Sécurité sociale. Le plan de Bruno Palier
Invité de l'ANDRH (1) vendredi soir à Océanopolis, Bruno Palier, chercheur au CNRS spécialiste des systèmes de sécurité sociale en Europe, explique comment adapter la protection sociale au nouveau contexte économique en France.
D'après vous, vers quelles améliorations doit tendre la sécurité sociale en France ?
Aujourd'hui, on a un système d'assurance qui répare, qui indemnise. L'idée, sans passer complètement de l'un à l'autre, c'est de voir si l'on ne peut pas aussi envisager les dépenses sociales comme un investissement, s'il intervient en amont, pour armer les individus au plus tôt, notamment dès la petite enfance. Les enfants qui ont eu la possibilité d'avoir un environnement d'éveil acquièrent, dès l'âge d'1 ou 2 ans, des capacités cognitives, relationnelles, qui font qu'ils arrivent à communiquer, à apprendre plus aisément. Et l'on sait dans les sociétés contemporaines que si l'on réussit ses études, on réussit beaucoup mieux sa carrière professionnelle.
Vous préconisez donc de mettre l'enfant au coeur du système. Mais quid des parents ?
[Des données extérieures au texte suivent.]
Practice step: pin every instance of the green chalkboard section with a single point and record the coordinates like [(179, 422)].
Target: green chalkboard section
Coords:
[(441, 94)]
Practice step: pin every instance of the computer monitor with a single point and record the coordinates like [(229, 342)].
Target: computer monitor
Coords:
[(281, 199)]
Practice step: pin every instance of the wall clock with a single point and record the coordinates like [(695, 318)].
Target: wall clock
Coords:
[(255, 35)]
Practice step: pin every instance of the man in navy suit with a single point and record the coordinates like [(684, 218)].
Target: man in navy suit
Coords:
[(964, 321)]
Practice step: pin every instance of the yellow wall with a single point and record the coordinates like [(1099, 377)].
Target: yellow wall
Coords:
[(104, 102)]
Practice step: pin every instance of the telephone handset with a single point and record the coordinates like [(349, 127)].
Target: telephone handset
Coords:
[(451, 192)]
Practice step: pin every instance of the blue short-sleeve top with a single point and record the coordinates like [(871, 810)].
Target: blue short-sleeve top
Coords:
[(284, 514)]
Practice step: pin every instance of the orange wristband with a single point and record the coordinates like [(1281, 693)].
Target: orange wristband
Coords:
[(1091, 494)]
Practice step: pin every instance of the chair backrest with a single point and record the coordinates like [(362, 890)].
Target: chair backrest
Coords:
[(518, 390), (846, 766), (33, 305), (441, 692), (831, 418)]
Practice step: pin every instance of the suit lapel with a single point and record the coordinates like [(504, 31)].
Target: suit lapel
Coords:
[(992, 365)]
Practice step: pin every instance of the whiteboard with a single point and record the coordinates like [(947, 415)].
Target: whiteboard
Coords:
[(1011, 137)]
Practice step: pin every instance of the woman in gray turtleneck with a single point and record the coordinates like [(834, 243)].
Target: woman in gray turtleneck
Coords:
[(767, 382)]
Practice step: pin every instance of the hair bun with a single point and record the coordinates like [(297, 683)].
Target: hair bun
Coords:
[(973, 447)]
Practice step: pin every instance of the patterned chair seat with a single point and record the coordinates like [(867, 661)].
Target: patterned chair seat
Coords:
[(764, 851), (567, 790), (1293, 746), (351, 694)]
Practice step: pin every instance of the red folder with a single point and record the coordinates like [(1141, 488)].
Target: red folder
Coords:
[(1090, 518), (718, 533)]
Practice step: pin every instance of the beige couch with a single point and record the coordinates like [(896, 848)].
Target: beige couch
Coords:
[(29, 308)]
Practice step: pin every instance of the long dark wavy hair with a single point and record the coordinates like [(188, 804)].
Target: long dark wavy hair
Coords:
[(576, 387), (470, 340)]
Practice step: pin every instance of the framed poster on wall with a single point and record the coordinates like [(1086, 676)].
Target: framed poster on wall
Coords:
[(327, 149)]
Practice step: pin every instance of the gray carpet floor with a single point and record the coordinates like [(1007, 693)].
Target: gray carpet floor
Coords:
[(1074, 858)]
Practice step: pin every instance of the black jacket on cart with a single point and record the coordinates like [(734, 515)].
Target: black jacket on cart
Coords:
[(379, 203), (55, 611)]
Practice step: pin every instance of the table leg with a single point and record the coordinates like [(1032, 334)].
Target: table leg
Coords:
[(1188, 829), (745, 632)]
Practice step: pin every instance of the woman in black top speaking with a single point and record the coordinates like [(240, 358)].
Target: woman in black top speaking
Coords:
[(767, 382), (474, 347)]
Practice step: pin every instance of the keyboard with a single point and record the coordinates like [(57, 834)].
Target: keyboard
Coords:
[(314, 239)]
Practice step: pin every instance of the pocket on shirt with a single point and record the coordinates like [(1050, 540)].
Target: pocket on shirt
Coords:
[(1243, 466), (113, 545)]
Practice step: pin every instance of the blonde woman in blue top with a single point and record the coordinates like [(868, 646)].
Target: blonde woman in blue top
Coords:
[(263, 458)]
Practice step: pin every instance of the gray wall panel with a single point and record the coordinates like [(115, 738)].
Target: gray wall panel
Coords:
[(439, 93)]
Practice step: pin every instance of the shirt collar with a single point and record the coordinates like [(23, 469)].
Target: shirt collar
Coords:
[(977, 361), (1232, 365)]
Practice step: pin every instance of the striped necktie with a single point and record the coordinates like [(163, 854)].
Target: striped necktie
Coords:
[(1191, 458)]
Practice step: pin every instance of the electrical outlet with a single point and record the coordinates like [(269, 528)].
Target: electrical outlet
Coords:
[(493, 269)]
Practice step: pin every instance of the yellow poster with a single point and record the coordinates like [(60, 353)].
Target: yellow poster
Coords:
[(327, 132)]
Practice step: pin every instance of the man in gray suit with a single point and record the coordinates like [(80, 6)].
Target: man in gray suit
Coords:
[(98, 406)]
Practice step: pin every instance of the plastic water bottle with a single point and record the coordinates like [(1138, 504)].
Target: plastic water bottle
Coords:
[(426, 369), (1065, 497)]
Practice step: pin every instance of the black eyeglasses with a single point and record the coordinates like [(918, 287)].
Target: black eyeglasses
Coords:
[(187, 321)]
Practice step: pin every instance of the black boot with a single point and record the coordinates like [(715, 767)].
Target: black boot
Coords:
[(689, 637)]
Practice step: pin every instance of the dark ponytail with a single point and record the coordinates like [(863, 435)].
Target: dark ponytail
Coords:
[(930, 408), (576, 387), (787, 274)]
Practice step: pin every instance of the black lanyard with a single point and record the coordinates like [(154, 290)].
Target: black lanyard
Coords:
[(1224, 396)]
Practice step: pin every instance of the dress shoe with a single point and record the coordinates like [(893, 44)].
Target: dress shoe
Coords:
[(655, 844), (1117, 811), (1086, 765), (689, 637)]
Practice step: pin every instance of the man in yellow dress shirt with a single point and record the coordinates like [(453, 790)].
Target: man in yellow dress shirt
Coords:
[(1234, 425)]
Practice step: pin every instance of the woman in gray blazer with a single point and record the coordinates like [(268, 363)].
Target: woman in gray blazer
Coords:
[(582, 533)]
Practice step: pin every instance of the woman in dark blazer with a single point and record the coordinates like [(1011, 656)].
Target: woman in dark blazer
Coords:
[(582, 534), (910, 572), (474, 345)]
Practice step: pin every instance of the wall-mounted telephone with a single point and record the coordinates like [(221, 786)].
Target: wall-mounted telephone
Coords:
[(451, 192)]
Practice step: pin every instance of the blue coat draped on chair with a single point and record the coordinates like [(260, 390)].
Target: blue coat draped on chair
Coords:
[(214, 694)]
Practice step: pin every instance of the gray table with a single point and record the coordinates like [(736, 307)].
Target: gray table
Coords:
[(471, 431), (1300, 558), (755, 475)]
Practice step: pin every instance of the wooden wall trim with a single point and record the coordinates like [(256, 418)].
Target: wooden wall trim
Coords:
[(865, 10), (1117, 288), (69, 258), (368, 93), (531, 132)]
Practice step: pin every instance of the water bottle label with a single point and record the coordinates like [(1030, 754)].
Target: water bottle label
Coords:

Il y a actuellement une forme de gâchis à voir que beaucoup de jeunes filles réussissent bien leurs études à l'université, mais pas autant leur carrière professionnelle, notamment parce qu'elles doivent s'arrêter pour s'occuper des enfants. L'une des solutions consiste donc à créer des structures à même de s'occuper des enfants pendant que les parents font leur carrière professionnelle. Il ne faut pas oublier non plus que les femmes de plus de 50 ans vont aussi devoir s'occuper de leurs parents dépendants, s'il n'y a pas de service de substitution. On peut bien sûr proposer une solution privée, ce que fait d'ailleurs le gouvernement actuel, mais on sait très bien que ce ne sera accessible financièrement que pour la partie la plus riche de la population, et les salariés qui ont l'avantage de travailler dans des grosses entreprises qui leur paieront une assurance dépendance. Il ne s'agit pas d'imposer le travail à tous, mais de répondre à une demande sociale et se donner les chances d'une meilleure utilisation d'une main-d'oeuvre formée et, donc, de rentrées fiscales plus élevées.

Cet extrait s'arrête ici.